Functional Impact and Mechanisms
  • Disease: An abnormal physiological state with specific symptoms and signs caused by viral infection.
  • Immune: The article focuses on the study of mutations and immune.
  • Target Gene: Host genes that viral mutations may affect.
Clinical and Epidemiological Correlations
  • Clinical Information: The study is a clinical or epidemiological study and provides basic information about the population.

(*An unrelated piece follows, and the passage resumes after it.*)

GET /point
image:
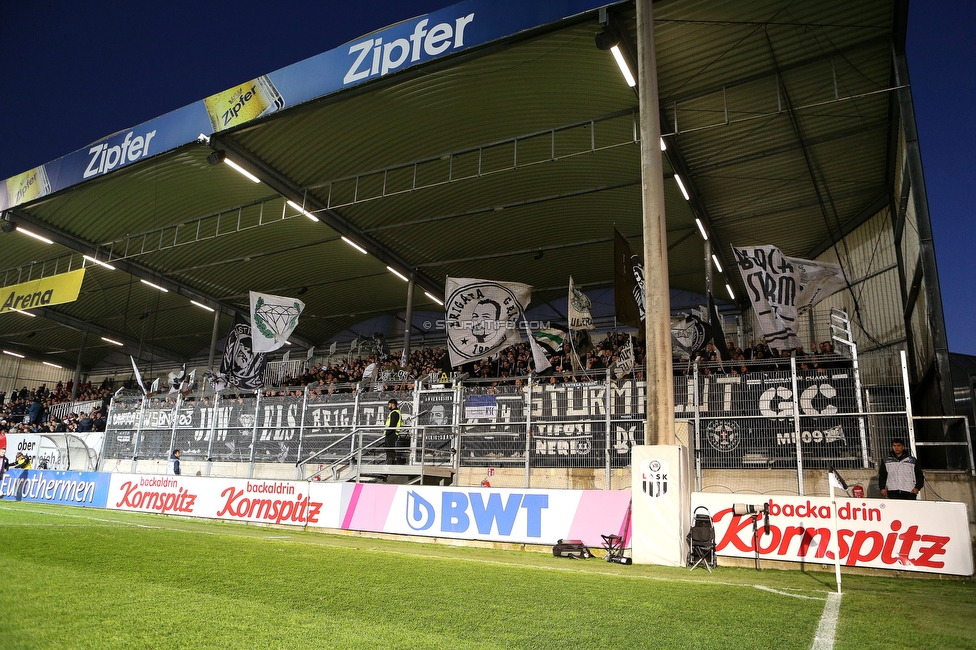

  • Treatment: The study mentioned a certain treatment method, such as drug resistance caused by mutations. If the study does not specifically indicate the relationship between mutations and their correspondence treatment, the main treatment studied in the article is marked.
  • Location: The source of the research data.
Literature Information
  • Sequence Data: The study provides the data accession number.